La domenica che precede l’inizio del primo slam della stagione è stata caratterizzata dall’esclusione di Novak Djokovic dal tabellone degli Australian Open. Mancano meno di ventiquattro ore dai primi match dello slam australiano con quattordici italiani al via (dieci uomini e quattro donne). Il direttore di Ubitennis.com, Ubaldo Scanagatta, sarà ospite alle 19:20 del famoso programma di Rai Due, 90° Minuto, condotto da Marco Lollobrigida.

Il direttore ritorna sui canali Rai, dopo essere stato ospite durante le ATP Finals a fianco di Omar Camporese e Nicola Sangiorgio per commentare i match giocati al PalaAlpitour.

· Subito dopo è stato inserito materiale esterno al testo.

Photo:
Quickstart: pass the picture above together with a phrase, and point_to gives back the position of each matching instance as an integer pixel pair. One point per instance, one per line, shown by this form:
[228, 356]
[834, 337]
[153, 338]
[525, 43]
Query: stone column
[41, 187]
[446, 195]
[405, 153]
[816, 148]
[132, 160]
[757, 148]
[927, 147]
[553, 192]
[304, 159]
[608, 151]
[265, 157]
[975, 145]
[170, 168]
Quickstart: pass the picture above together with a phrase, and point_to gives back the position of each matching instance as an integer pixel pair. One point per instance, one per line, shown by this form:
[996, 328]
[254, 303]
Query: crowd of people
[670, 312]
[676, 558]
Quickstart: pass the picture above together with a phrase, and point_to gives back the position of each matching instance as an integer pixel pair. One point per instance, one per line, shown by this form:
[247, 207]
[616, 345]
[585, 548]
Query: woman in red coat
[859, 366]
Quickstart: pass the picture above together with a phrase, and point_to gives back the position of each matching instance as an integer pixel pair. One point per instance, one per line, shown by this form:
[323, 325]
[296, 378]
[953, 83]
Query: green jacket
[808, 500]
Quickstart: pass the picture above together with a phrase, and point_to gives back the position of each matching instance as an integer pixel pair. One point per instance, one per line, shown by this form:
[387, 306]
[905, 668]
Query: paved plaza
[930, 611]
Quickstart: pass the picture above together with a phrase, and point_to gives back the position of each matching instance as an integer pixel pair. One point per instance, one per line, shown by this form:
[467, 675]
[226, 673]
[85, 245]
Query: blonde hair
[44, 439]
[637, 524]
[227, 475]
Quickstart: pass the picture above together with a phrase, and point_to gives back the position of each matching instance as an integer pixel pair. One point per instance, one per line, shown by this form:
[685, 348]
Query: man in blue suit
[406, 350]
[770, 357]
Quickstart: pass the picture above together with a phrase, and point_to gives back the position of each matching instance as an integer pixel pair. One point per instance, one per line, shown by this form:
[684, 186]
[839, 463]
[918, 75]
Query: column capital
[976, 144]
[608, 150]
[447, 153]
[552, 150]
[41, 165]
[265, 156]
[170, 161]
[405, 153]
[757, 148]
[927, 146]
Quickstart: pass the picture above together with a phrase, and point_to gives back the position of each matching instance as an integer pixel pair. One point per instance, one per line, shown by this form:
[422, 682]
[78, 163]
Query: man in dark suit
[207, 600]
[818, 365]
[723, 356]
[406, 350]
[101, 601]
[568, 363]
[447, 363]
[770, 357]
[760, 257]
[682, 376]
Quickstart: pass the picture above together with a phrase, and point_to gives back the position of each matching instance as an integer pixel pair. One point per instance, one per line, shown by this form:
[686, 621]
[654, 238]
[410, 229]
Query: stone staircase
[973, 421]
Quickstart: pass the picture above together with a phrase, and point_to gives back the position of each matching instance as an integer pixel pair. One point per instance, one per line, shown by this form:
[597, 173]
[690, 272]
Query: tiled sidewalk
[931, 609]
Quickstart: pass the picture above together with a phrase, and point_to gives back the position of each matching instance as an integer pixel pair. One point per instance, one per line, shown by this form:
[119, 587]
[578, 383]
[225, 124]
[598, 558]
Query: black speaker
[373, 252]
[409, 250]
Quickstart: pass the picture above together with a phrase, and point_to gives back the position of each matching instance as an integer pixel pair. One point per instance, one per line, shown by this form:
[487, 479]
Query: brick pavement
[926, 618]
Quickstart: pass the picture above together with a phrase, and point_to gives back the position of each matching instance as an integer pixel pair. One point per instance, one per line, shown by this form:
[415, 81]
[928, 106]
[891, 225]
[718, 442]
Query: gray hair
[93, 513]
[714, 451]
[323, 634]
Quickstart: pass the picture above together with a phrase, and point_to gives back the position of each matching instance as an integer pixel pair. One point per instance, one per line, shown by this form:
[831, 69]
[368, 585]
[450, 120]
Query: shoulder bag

Ubaldo, nel corso del suo intervento, commenterà l’esito della controversa vicenda che ha visto coinvolto il numero 1 del ranking ATP per poi focalizzarsi sulle speranze italiane nel primo torneo del Grande Slam stagionale. Senza più Djokovic nella parte alta del tabellone, con Salvatore Caruso n.150 al suo posto contro Kecmanovic, potrebbero avvantaggiarsene altri due azzurri. Infatti Lorenzo Sonego che esordirà nella notte contro l’ostico Querrey avrebbe teoricamente potuto incontrare Djokovic al terzo turno e ora è lui la testa di serie più alta nel suo settore fino ai sedicesimi. Al secondo avrebbe eventualmente Tseng o Otte e al terzo chi esce dal quartetto Kecmanovic-Caruso, Paul-Kukushkin. Insomma al momento Sonego sarebbe favorito per raggiungere un posto in ottavi di finale, forse contro Monfils o magari Bublik. La nuova situazione potrebbe alla lunga favorire anche Berrettini che nei quarti avrebbe potuto scontrarsi con Djokovic, ma invece adesso se superasse Nakashima, poi o Vesely o Kozlov, quindi forse il giovane portento Alcaraz con il quale Matteo ha perso l’ultimo match e poi o Norrie (Korda?) o Carreno Busta, nei quarti potrebbe scontrarsi con Monfils o Sonego….Magari!!!